According to Drugs.com tramadol is an opioid agonist used to treat moderate to moderately severe chronic pain in adults, including postoperative pain. Wikipedia said tramadol was patented in 1977 by a West German pharmaceutical company. In the mid 1990s it was initially approved as a non-controlled substance in the U.S., but then became a Schedule IV Controlled Substance in 2014. It has about one-tenth the potency of morphine, and is widely seen as a safer option for chronic pain. In 2023 it was the 36th most commonly prescribed medication in the U.S., but a recent study concluded the potential harms associated with tramadol likely outweigh the risks.

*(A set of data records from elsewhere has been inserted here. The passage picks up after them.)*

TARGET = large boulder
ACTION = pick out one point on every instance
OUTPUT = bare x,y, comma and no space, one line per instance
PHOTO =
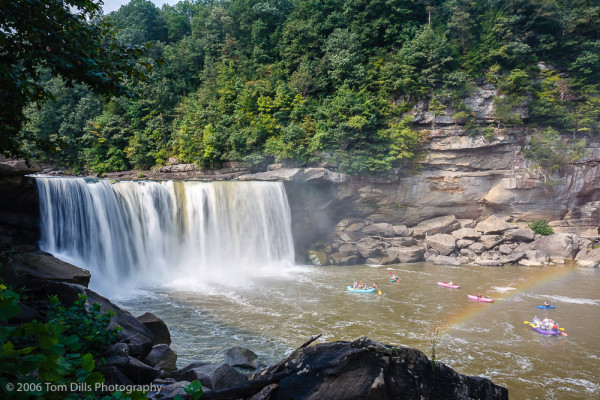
380,229
563,245
588,258
445,260
163,358
369,247
212,376
135,370
366,369
241,357
466,233
409,254
437,225
138,338
519,235
157,326
443,243
494,224
28,266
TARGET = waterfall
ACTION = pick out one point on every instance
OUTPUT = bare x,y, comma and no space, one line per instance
140,233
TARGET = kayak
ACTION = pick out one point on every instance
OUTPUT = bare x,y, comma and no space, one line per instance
544,331
446,284
484,299
369,290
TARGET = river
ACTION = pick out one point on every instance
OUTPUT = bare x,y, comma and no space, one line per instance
272,316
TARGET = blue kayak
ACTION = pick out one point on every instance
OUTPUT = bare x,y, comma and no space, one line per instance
369,290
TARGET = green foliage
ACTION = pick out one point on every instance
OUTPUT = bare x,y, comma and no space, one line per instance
540,227
308,82
193,389
34,41
91,326
550,152
36,355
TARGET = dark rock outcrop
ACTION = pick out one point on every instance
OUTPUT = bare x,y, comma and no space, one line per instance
241,357
363,369
212,376
24,267
157,326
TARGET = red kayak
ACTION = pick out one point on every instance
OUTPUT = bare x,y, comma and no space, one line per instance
484,299
450,285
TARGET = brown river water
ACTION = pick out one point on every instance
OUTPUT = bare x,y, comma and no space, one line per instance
274,315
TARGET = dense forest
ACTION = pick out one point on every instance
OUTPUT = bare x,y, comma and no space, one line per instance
313,82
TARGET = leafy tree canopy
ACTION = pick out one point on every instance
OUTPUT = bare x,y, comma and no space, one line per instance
66,38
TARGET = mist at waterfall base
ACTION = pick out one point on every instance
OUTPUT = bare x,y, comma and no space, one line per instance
186,235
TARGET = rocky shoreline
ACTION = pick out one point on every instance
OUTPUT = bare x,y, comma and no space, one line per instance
493,241
363,368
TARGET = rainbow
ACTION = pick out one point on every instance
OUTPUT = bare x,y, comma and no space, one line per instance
534,281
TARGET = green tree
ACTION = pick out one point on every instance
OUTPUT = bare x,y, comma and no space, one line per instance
66,38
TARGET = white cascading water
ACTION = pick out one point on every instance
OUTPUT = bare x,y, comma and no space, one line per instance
145,233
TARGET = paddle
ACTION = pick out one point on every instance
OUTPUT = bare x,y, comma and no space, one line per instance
531,323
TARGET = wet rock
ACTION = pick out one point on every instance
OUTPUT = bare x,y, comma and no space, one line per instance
410,254
138,338
317,257
402,242
157,326
512,258
477,248
117,350
564,245
347,249
339,259
241,357
466,233
466,223
462,243
366,369
135,370
445,260
445,244
402,230
163,358
588,258
494,224
212,376
490,241
519,235
348,236
504,249
114,376
167,389
434,226
380,229
41,265
369,247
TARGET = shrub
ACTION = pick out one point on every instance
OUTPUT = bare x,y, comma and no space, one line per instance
36,357
541,227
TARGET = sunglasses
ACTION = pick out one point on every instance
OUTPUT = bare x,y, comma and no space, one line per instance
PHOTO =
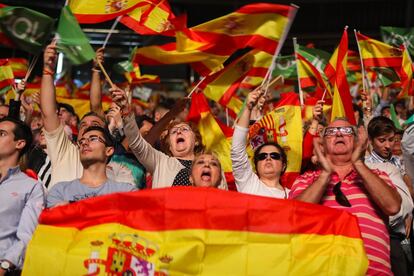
340,196
332,131
273,155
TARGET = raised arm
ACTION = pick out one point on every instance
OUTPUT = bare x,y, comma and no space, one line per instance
47,89
96,87
386,197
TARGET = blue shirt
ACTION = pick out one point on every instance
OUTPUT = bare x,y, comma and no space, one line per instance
21,201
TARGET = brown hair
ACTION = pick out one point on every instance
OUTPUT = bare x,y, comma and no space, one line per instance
198,143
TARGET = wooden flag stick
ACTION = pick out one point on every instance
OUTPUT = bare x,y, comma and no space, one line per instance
195,87
31,67
111,31
108,79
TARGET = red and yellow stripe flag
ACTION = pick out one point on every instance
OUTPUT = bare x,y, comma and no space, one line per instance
336,72
222,86
92,11
194,231
215,135
284,126
406,74
258,25
151,19
6,76
375,53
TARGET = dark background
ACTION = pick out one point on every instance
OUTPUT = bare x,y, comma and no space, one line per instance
320,22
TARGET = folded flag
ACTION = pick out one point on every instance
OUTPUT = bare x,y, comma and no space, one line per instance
92,11
151,19
19,66
195,231
25,28
6,76
398,36
71,39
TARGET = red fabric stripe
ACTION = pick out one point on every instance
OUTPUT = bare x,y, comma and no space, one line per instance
98,18
383,62
180,208
265,8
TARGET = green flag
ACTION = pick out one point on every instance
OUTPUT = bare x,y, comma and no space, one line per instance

The Danish study, “Tramadol versus placebo for chronic pain,” was published in BMJ Evidence-Based Medicine. Their analysis showed evidence of a beneficial effect of tramadol on chronic pain, but it did not meet their predefined level for clinical significance of pain relief. The researchers concluded that although tramadol had a slight effect on reducing chronic pain, it was also likely to increase the risk of serious and non-serious adverse effects. “The potential harms associated with tramadol use for pain management likely outweigh its limited benefits.”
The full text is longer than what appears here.